フォルマント:音色の秘密
音は、空気が震えることで生まれます。この空気の震え方は、波のように表現することができます。池に石を投げ込んだ時に広がる波紋のように、音も波の形で伝わっていきます。ただし、音の波は、単純な波紋とは異なり、複雑な形をしていることが多く、様々な大きさの波が重なり合っています。
この複雑な波を詳しく見ていくと、様々な速さの震えが混ざり合っていることが分かります。この震える速さを「周波数」と呼び、単位はヘルツ(回/秒)で表します。1秒間に何回空気が震えるかを表しているのです。音はこの様々な周波数の成分が組み合わさってできています。
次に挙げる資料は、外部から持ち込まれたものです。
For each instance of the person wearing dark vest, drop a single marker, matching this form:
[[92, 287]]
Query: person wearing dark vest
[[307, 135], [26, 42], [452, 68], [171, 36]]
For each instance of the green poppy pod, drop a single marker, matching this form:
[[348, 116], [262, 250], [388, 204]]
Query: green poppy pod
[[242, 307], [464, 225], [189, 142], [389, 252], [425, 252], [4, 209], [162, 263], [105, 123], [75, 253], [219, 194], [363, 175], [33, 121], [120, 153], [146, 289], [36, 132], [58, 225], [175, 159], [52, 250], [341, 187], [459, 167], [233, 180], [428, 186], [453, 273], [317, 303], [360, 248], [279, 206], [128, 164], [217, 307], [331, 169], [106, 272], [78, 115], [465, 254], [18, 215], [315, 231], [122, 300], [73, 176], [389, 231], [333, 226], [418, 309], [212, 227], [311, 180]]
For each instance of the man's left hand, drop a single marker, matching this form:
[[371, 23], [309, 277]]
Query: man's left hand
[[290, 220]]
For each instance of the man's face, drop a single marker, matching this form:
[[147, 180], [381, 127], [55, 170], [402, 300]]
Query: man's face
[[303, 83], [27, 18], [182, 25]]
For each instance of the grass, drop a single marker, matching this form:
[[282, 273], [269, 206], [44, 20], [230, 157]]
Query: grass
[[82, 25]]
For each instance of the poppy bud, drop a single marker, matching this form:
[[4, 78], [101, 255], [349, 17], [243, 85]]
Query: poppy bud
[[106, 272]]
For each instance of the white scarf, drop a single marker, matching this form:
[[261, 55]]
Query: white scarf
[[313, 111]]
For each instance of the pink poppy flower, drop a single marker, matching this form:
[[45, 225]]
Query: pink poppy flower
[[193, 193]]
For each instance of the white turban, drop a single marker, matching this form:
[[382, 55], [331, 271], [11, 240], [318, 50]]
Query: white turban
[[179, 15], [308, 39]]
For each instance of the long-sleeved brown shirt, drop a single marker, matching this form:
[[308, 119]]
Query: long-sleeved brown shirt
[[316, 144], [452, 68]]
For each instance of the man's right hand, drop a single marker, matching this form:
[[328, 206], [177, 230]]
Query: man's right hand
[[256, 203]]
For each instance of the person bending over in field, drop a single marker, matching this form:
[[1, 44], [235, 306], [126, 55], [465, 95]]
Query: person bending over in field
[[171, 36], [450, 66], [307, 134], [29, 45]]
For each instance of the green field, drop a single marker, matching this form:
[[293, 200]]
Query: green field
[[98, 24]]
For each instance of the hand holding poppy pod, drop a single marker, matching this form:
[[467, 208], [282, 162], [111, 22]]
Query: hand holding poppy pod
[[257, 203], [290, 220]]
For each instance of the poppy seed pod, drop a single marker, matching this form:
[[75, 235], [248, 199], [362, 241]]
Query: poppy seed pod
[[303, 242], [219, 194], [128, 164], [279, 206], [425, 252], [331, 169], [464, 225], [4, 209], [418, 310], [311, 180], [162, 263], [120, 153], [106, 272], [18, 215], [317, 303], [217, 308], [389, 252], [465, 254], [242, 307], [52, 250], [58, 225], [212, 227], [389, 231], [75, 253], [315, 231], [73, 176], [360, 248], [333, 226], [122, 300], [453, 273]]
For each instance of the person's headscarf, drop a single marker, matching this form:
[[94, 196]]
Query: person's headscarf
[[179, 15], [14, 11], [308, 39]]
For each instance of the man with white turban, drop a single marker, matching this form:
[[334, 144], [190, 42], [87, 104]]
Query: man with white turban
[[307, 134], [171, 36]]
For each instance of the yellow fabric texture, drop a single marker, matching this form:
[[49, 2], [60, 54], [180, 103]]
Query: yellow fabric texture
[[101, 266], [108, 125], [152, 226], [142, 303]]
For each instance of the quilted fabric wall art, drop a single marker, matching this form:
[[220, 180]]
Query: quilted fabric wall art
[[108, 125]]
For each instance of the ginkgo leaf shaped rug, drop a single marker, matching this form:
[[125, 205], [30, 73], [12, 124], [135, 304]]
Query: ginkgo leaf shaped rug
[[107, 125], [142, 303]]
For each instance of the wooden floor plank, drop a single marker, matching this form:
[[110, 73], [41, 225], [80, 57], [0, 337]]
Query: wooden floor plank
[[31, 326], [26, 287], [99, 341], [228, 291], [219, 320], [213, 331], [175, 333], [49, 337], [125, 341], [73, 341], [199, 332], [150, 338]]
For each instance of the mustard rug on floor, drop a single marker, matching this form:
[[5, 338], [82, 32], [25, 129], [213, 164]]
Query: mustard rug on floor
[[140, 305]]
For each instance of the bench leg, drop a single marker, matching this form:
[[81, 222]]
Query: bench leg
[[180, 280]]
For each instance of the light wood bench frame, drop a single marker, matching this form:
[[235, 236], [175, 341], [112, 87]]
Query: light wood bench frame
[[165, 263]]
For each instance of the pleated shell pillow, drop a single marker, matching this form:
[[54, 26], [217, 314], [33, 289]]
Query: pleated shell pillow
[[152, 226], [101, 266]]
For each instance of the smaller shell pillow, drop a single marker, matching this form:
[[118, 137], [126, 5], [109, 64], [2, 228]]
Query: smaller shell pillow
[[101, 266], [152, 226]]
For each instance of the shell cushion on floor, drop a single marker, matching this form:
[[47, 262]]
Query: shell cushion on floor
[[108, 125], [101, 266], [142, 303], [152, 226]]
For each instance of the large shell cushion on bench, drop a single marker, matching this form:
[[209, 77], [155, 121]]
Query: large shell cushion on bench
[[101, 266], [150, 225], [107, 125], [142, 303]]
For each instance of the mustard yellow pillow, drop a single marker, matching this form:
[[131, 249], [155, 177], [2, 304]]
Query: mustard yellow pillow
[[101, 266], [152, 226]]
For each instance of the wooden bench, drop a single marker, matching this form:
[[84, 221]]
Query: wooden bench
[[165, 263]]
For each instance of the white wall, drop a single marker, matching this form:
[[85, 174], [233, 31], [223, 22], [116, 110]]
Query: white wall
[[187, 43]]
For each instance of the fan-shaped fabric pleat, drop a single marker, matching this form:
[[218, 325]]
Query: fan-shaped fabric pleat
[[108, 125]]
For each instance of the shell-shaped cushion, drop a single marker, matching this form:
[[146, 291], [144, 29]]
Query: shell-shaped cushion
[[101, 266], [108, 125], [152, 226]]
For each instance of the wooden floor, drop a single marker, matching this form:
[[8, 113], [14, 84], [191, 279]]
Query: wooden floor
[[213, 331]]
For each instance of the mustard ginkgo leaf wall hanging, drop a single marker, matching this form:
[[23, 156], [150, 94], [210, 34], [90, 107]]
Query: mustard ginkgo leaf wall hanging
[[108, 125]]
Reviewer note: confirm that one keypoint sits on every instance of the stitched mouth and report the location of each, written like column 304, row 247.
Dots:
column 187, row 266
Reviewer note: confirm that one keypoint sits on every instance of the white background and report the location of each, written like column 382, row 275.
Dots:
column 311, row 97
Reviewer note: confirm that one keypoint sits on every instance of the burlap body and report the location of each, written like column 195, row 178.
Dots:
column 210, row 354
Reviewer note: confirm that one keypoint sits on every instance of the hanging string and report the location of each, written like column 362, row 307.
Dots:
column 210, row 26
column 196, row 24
それぞれの周波数の成分がどれくらいの強さを持っているかを調べることで、音の高さや音色の違いが分かります。
音の高さは、最も低い周波数の成分「基本周波数」によって決まります。基本周波数が高い音は高く聞こえ、低い音は低く聞こえます。例えば、太鼓の音は基本周波数が低いため低く聞こえ、笛の音は基本周波数が高いため高く聞こえます。
同じ高さの音であっても、楽器や人の声によって音色が違うのはなぜでしょうか。これは、「倍音」と呼ばれる周波数成分が関係しています。倍音とは、基本周波数の整数倍の周波数を持つ成分のことです。例えば、基本周波数が100ヘルツの音の場合、200ヘルツ、300ヘルツ、400ヘルツ…といった周波数の成分が倍音となります。それぞれの倍音がどれくらいの強さを持っているかによって、音色が変わってきます。例えば、フルートの音は倍音が少なく澄んだ音色に聞こえますが、トランペットの音は倍音が多く華やかな音色に聞こえます。
この倍音の強さの分布をグラフで表したものを「スペクトル包絡」と言います。スペクトル包絡を見ると、特定の周波数帯域で音が強くなっている部分が見られることがあります。この強くなっている部分を「フォルマント」と呼びます。フォルマントは、特に人の声の音色を特徴づける重要な要素です。